6/Assurer ses arrières
Les assureurs ne s’intéressent pas toujours aux entreprises en création car, fragiles, elles représentent un risque supplémentaire. « Il est préférable de se tourner vers les cabinets de courtage spécialisés dans le secteur d’activité de l’entreprise », recommande Philippe Labau. On peut dénicher les meilleurs courtiers dans les classements de L’Argus de l’assurance ou en se rapprochant de sa branche professionnelle. Le recours à un intermédiaire permet de réaliser une analyse détaillée des risques de l’entreprise et de proposer des contrats d’assurance adaptés. Un contrat standard qui ne cadre pas bien avec le profil de la société n’offrira pas une couverture suffisante. « Dans ce cas, l’assureur aura tendance à proposer des garanties qui le protègent lui plutôt que l’entreprise », prévient Philippe Labau. Au rayon des tendances nouvelles, signalons l’essor de l’assurance responsabilité civile des mandataires sociaux, qui permet de limiter l’impact de la mise en cause du dirigeant en cas de faute. « Ce type de contrat est important dans les entreprises où les salariés prennent des risques physiques : BTP, transports… », précise Philippe Labau. Pour les entreprises du Web, un contrat de protection des données pourra limiter les dégâts en cas de piratage.
7/Choisir la banque adaptée
Le choix de la banque dépend du profil de l’entreprise. Certains établissements sont en effet spécialisés, ou encore disposent d’un réseau international utile pour les activités exportatrices. Si l’entreprise est basée en région, « il vaut mieux présenter son projet à une banque dont le centre de décision est local, car elle connaîtra bien le tissu économique et son analyse sera plus réaliste, estime Patrick Deleau. Vue de Paris, une entreprise de province n’est souvent qu’un numéro de dossier. »

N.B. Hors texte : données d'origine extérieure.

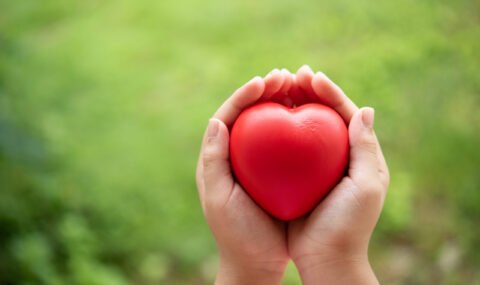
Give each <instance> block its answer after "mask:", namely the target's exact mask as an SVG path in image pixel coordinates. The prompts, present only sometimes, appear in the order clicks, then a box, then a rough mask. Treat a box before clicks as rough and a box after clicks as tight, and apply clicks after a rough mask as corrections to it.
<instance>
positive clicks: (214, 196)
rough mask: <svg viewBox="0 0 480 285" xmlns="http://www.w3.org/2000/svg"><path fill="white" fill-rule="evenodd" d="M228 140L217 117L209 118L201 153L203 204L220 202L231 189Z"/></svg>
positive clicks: (222, 124) (230, 177)
mask: <svg viewBox="0 0 480 285" xmlns="http://www.w3.org/2000/svg"><path fill="white" fill-rule="evenodd" d="M228 141H229V134H228V129H227V127H226V126H225V124H223V122H221V121H220V120H218V119H210V121H209V122H208V127H207V135H206V140H205V147H204V149H203V153H202V162H203V180H204V187H205V189H204V193H203V195H204V197H203V199H204V203H205V204H208V203H209V202H220V203H222V201H224V200H226V197H228V196H229V195H230V192H231V191H232V190H233V185H234V181H233V178H232V174H231V171H230V163H229V160H228V157H229V149H228Z"/></svg>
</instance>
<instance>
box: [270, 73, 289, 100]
mask: <svg viewBox="0 0 480 285" xmlns="http://www.w3.org/2000/svg"><path fill="white" fill-rule="evenodd" d="M281 73H282V77H283V84H282V87H281V88H280V90H278V91H277V92H276V93H275V94H273V96H272V97H271V98H270V101H272V102H277V103H279V104H284V105H286V106H289V107H290V106H291V100H287V99H288V96H287V94H288V91H289V90H290V87H291V86H292V74H291V73H290V72H289V71H288V70H287V69H285V68H284V69H282V70H281Z"/></svg>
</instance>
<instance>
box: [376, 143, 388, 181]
mask: <svg viewBox="0 0 480 285" xmlns="http://www.w3.org/2000/svg"><path fill="white" fill-rule="evenodd" d="M375 138H376V140H377V142H378V144H377V157H378V170H379V172H380V180H381V181H382V184H383V185H384V186H385V189H387V188H388V185H389V184H390V172H389V170H388V164H387V161H386V160H385V155H384V154H383V151H382V147H381V146H380V142H379V141H378V138H377V135H376V134H375Z"/></svg>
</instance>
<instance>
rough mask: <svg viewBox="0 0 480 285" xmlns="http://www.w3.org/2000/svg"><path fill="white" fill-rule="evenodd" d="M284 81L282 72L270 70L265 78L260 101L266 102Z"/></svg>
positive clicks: (280, 85)
mask: <svg viewBox="0 0 480 285" xmlns="http://www.w3.org/2000/svg"><path fill="white" fill-rule="evenodd" d="M284 80H285V78H284V76H283V74H282V72H281V71H280V70H278V69H276V68H275V69H274V70H272V71H271V72H270V73H269V74H268V75H267V76H265V79H264V81H265V90H264V91H263V94H262V97H261V98H260V100H261V101H268V100H270V98H271V97H272V96H273V95H274V94H275V93H277V92H278V91H279V90H280V88H282V85H283V81H284Z"/></svg>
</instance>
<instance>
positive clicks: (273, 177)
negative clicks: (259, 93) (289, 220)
mask: <svg viewBox="0 0 480 285" xmlns="http://www.w3.org/2000/svg"><path fill="white" fill-rule="evenodd" d="M348 152H349V145H348V130H347V126H346V125H345V123H344V121H343V119H342V118H341V117H340V115H338V114H337V113H336V112H335V111H334V110H333V109H331V108H329V107H326V106H324V105H320V104H314V103H310V104H305V105H302V106H300V107H297V108H287V107H285V106H283V105H280V104H277V103H272V102H267V103H261V104H257V105H254V106H252V107H250V108H248V109H246V110H244V111H243V112H242V113H241V114H240V116H239V117H238V119H237V120H236V122H235V123H234V125H233V127H232V131H231V138H230V160H231V164H232V169H233V172H234V174H235V177H236V179H237V181H238V182H239V183H240V184H241V185H242V186H243V188H244V189H245V191H246V192H247V193H248V194H249V195H250V197H251V198H252V199H253V200H254V201H255V202H256V203H257V204H258V205H259V206H261V207H262V208H263V209H264V210H265V211H267V212H268V213H270V214H271V215H273V216H274V217H276V218H278V219H281V220H292V219H295V218H298V217H300V216H302V215H305V214H306V213H308V212H309V211H311V210H312V209H313V208H314V207H315V206H316V205H317V204H318V203H319V202H320V201H321V200H322V199H323V198H324V197H325V196H326V195H327V194H328V192H329V191H330V190H331V189H332V188H333V187H334V186H335V185H336V184H337V183H338V181H339V180H340V179H341V178H342V177H343V174H344V171H345V168H346V166H347V163H348Z"/></svg>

8/L’affacturage pour bien gérer son cash
Depuis quelques années, le marché de l’affacturage est en plein essor. Si bien qu’en 2015, il est devenu en France la première source de financement court-terme des entreprises devant le découvert. Autrefois considéré comme un financement de dernier recours, l’affacturage est désormais perçu davantage comme un moyen d’optimiser la gestion du cash de l’entreprise et de faire face aux délais de paiement à rallonge. Tous les types d’entreprises y font aujourd’hui appel : TPE, PME, ETI et grands groupes. Mais les offres des géants du secteur (ABN AMRO, BNP Paribas Factor, Crédit agricole leasing & factoring, CGA (Société générale), Natixis factor…) sont parfois contraignantes à mettre en œuvre. C’est sur ce créneau que se positionnent des fintechs telles que Créancio, Finexkap ou Aston iTrade finance. Face aux filiales des grands groupes bancaires, elles se concentrent sur les besoins de la clientèle professionnelle et des TPE.